Slow enterprise spending blamed for AMD’s revenue decline
AMD’s quarterly results, released late on Tuesday, show that revenue from its data centre business unit fell 11%, to $1.3bn. “Enterprise demand was soft and cloud inventory levels were elevated at some customers,” the company said. Its client segment, which covers desktop PCs, experienced a revenue slump of 54%, coming in at $998m, while the company’s gaming business suffered a relatively modest 2% drop in income.
But the company said in an update it is expecting a strong end to the year as it expands its range of AI chips. In June, it revealed its new flagship GPU for AI workloads, the AMD MI300X, which is designed to take on the GPUs sold by Nvidia, which have powered the AI revolution and helped Jensen Huang’s company reap record revenues.

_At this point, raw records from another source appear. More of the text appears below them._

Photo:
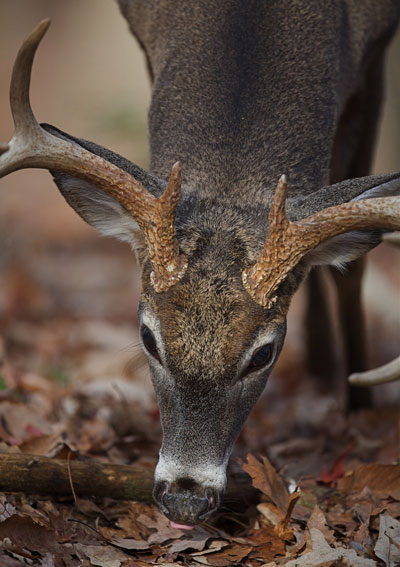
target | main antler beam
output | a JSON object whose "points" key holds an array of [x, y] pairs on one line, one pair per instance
{"points": [[31, 146], [288, 242]]}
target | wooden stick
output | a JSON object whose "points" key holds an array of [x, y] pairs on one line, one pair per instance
{"points": [[34, 474], [41, 475]]}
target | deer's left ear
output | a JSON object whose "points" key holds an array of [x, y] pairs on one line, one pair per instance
{"points": [[346, 247]]}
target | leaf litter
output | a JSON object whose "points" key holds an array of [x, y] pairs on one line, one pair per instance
{"points": [[312, 486]]}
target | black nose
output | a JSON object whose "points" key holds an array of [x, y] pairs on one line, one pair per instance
{"points": [[185, 501]]}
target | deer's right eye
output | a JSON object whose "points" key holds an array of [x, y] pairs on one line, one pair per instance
{"points": [[149, 343]]}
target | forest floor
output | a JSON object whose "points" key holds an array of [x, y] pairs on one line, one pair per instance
{"points": [[74, 387]]}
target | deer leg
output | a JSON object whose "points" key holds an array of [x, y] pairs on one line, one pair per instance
{"points": [[351, 318], [322, 360]]}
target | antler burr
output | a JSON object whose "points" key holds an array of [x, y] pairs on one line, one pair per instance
{"points": [[288, 242]]}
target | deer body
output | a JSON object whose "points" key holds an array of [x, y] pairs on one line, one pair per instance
{"points": [[243, 92]]}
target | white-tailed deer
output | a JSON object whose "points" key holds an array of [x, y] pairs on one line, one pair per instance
{"points": [[244, 93]]}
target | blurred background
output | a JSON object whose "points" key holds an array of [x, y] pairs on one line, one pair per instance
{"points": [[67, 296]]}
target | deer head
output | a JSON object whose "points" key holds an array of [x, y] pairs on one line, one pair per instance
{"points": [[214, 298]]}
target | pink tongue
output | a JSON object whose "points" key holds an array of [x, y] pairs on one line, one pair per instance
{"points": [[181, 526]]}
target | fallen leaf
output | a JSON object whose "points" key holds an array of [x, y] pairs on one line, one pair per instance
{"points": [[231, 555], [331, 476], [23, 532], [323, 555], [215, 545], [196, 540], [266, 479], [387, 546], [317, 520], [383, 479], [100, 555]]}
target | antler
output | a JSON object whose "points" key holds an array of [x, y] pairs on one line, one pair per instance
{"points": [[389, 372], [288, 242], [31, 146]]}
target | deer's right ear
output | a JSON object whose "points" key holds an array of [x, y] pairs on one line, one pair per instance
{"points": [[95, 206]]}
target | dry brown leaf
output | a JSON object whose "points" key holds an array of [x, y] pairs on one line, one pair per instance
{"points": [[266, 479], [322, 555], [317, 520], [214, 546], [163, 530], [231, 555], [100, 555], [197, 540], [387, 546], [267, 545], [23, 532], [383, 479]]}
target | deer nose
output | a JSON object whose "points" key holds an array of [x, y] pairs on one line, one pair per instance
{"points": [[186, 505]]}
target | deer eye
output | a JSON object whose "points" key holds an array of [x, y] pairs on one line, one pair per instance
{"points": [[149, 342], [261, 357]]}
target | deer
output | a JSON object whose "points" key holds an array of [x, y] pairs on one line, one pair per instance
{"points": [[260, 115]]}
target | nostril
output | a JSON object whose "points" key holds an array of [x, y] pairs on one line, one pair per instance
{"points": [[159, 492], [212, 498]]}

The MI300X features 192GB of HBM3 memory, more than double that of Nvidia’s H100 – the company’s newest AI accelerator (Nvidia does offer an option to link up two H100s, which offers an aggregate 188GB). The size of the GPU’s memory means customers can run an entire large language AI model on a single chip, AMD claims.
CEO Lisa Su told investors that market interest in the MI300 series chips is “very high”. She said the company would work with more “top-tier cloud providers, large enterprises and numerous leading AI companies” in the upcoming quarter.
“Our AI engagements increased by more than seven times in the quarter as multiple customers initiated or expanded programmes supporting future deployments of Instinct accelerators at scale,” Su said. “We made strong progress meeting key hardware and software milestones to address the growing customer pull for our data centre AI solutions and are on track to launch and ramp production of MI300 accelerators in the fourth quarter.”
Though AMD launched the MI300X without a key customer announcement, Amazon’s AWS, the public cloud market leader, was reported at the time to be interested in using the devices in its data centres.
What will AMD do about the US government’s China semiconductor sanctions?
Demand for Nvidia’s chips has been so high that prices have soared and waiting times for shipments can be lengthy, so there may be an opportunity for AMD to capitalise.
Su is also looking to China for revenue growth, despite the US government’s export controls, which have limited the sorts of products that vendors can sell to customers there. The controls are designed to restrict China’s ability to develop and use key technologies such as AI, and in recent weeks Beijing has hit back with sanctions of its own, limiting the export of rare materials used in chipmaking.
Other semiconductor companies such as Nvidia have released pared-down versions of their flagship chips to comply with the export controls, and Su said AMD could do the same. “Our plan is to, of course, be fully compliant with US export controls,” she said on the company’s earnings call. “But we do believe there’s an opportunity to develop products for our customer set in China that is looking for AI solutions, and we’ll continue to work in that direction.”